The support family service is intended for children who are in need of special support or for clients of child welfare services. Support families help families when their own resources are limited and when the family does not have its own close support network. When the child is with the support family, their parent has the opportunity to rest and gather resources for their day-to-day life. Typically, a child spends one weekend a month with their support family. The children in need of support are usually between the ages of 2 and 13.

Frequently asked questions about support family operations

Each child is matched with a support family that best meets their needs. When matching the child with the support family, the support family's own wishes and capabilities are also taken into account. After the introduction, the child usually spends one weekend a month with the support family. During these weekends, the support families do normal, everyday things while taking the child’s wishes into consideration: they go outside, or play or cook together, for example.

These supportive relationships are fixed-term in nature and their continuation is evaluated annually. 

The support family does not need to have an educational background from the fields of social services or healthcare or any other specialised skills. The support family is required to have a stable life situation and the resources to be supportive of the child in need and their family, as well as the ability to create a secure relationship with the child. Additionally, they need to be openminded and willing to cooperate and commit to the operations. The growth environment provided by the support family must be child-friendly.

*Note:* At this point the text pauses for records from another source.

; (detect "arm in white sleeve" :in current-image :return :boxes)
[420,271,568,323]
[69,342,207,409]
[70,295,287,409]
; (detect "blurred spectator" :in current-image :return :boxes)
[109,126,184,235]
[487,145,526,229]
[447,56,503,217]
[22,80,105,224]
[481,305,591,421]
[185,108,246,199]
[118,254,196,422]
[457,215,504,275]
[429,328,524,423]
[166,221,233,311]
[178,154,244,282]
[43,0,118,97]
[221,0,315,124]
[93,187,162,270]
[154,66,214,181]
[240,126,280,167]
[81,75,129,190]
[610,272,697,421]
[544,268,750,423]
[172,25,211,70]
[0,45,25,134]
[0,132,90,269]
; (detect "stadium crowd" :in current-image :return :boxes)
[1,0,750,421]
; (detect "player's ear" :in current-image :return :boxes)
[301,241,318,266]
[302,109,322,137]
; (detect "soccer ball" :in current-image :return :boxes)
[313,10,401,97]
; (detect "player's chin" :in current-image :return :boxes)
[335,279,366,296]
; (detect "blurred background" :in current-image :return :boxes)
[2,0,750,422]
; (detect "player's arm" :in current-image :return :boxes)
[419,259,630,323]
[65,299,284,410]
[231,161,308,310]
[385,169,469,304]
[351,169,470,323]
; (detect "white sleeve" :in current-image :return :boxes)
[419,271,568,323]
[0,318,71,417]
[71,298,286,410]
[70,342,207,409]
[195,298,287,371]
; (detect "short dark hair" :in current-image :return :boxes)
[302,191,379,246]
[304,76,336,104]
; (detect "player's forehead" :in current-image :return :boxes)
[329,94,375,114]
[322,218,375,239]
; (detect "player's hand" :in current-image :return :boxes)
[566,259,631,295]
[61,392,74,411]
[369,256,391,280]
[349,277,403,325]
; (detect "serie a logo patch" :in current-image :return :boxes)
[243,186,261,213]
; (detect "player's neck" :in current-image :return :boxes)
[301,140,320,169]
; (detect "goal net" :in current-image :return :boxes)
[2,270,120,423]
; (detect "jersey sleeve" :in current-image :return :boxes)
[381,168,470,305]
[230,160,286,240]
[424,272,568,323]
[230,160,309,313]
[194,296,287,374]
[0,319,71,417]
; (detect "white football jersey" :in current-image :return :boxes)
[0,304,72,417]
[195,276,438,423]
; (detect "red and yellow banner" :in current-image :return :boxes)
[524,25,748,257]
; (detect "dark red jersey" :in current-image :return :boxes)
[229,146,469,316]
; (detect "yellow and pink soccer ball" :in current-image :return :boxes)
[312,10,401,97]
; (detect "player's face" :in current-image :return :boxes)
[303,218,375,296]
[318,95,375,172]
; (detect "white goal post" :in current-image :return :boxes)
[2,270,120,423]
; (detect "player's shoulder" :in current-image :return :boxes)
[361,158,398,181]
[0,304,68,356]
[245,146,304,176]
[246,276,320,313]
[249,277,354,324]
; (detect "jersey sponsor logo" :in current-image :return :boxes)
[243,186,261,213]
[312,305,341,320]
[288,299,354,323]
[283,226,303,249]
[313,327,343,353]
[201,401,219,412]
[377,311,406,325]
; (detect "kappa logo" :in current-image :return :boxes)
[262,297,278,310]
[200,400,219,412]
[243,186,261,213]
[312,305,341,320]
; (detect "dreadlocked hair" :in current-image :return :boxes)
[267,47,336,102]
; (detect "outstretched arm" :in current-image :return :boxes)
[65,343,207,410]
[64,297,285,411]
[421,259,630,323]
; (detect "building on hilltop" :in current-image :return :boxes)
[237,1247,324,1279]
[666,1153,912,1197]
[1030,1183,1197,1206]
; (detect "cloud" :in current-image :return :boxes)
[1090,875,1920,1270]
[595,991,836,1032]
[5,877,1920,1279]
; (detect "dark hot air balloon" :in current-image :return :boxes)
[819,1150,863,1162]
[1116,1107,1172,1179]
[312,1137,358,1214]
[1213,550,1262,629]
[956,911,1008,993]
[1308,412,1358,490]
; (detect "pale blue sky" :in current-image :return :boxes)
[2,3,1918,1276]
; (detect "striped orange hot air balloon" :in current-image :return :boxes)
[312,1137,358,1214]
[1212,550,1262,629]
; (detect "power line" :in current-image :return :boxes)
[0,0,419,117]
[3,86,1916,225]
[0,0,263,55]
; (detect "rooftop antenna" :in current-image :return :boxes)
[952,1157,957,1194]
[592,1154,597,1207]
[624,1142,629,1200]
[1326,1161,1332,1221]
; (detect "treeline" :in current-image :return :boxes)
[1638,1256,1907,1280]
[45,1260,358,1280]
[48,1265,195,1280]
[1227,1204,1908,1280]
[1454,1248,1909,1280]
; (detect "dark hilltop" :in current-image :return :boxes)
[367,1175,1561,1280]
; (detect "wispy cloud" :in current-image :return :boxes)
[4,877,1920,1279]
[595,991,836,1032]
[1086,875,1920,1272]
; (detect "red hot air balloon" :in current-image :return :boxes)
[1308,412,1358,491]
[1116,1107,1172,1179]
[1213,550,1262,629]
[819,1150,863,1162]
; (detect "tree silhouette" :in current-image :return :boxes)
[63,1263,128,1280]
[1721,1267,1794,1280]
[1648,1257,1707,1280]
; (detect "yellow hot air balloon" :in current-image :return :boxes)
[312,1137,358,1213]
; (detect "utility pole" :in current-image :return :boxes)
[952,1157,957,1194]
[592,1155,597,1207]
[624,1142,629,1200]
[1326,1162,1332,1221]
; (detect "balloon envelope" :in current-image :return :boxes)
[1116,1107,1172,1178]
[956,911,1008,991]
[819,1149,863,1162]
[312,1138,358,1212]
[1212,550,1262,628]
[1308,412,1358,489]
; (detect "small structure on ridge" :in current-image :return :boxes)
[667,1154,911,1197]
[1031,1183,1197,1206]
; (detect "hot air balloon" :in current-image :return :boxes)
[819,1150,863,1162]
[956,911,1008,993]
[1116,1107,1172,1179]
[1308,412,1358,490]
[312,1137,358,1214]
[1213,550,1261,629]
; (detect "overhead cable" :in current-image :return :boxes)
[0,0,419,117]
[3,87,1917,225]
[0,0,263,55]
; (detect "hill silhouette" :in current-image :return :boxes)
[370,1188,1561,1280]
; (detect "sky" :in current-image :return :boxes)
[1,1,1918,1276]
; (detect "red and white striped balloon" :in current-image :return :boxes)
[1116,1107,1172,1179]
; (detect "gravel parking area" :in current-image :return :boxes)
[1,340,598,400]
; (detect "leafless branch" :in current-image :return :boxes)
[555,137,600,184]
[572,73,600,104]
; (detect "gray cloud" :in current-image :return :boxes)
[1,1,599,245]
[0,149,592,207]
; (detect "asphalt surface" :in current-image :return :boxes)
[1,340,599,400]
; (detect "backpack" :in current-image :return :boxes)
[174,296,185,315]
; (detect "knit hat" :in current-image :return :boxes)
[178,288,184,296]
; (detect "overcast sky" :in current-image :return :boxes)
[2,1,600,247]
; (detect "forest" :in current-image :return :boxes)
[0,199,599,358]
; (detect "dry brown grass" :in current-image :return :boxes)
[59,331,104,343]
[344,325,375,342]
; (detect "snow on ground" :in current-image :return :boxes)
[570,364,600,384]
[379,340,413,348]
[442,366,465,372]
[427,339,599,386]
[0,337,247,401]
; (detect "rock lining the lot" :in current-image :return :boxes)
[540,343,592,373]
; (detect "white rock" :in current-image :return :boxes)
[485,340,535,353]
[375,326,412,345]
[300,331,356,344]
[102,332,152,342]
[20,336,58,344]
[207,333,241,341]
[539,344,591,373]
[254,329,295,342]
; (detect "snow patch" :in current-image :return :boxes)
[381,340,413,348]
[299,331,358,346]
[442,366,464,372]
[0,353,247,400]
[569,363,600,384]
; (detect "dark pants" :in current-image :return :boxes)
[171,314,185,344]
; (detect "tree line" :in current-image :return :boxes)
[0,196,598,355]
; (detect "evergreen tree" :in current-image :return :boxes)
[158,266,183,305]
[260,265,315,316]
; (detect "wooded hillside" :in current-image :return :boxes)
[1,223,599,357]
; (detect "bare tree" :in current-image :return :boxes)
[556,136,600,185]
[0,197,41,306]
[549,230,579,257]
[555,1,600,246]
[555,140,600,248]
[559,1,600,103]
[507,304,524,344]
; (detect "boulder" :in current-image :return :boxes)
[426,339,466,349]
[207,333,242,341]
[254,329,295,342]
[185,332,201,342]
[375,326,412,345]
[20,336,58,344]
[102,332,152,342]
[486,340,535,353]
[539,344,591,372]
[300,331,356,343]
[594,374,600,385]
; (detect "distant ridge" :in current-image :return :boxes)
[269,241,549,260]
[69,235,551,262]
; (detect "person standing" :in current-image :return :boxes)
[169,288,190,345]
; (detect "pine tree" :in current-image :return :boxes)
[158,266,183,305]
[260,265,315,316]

The family's suitability for the job will be reviewed and assessed during the training process. Before a family gets started in the operations, a statement on the family will be requested from the local social services, and the adults living in the family must present an extract from their criminal records in order to work with children.

Obstacles to becoming a support family include acute, repeated or long-term client relationship with child welfare services or family social work, or an acute substance abuse or mental health problem in the family. An ongoing crisis in your own life (e.g. burnout, divorce, recent unemployment, financial problems, serious illness of a close relative, etc.) or a serious illness in the family may also prevent you from being a support family at that time. Families involved in a criminal lifestyle cannot become support families.

In addition to filling in the application form, the support family training includes one visit to the home of the future support family and three group coaching sessions. Group coaching takes place on weekday evenings 16:30-19:00. 

Support family activities are organised and supported by professionals of the social services sector. Support families are paid a care allowance and a reimbursement of expenses for the weekends they have the child with them. In 2025, the care allowance is €51.10 per day per child and the reimbursement of expenses €28.06 per day per child. Support families are insured and are provided with additional training and a chance to participate in peer-to-peer meetings when participating in the operations.